Beberapa waktu lalu, Dirjen Administrasi Hukum Umum Depkumham, Syamsudin Manan Sinaga, pernah menghimbau para notaris agar tidak sembarangan mengeluarkan akta pendirian Perseroan Terbatas (PT). Menurut Syamsudin, kemungkinan uang hasil kejahatan dicuci dengan cara membeli saham di perseroan. Notaris selaku pencatat besaran modal dan saham dalam akta PT menjadi ujung tombak dalam menyaring pendirian perseroan yang mencurigakan. "Jika ada transaksi yang mencurigakan hati-hati. Jangan gampang membuat akta," ujar Syamsudin.
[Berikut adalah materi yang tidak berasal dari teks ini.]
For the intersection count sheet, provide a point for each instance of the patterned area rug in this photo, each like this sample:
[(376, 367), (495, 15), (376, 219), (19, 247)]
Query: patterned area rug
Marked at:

Menteri Hukum dan HAM dalam jawabannya menyatakan Permenkumhan itu justru untuk memberikan kepastian hukum atas Pasal 66 UU Jabatan Notaris. Dalam pasal tersebut tidak diatur secara rinci jangka waktu dan mekanisme pemanggilan notaris dan pengambilan minuta akta. Hal itu menyulitkan penyidik untuk memeriksa notaris, sehingga memunculkan kesan notaris sebagai lembaga super body yang tidak bisa diusik.
Pemerintah sebagai pelaksana Undang-Undang berkewajiban untuk membuat peraturan pelaksanaan atas suatu peraturan perundang-undangan agar tidak terjadi ketidak jelasan penerapan Undang-Undang. Peraturan pelaksanaan itu mengikat bagi siapa saja yang terkait dengan undang-undang yang belum jelas itu.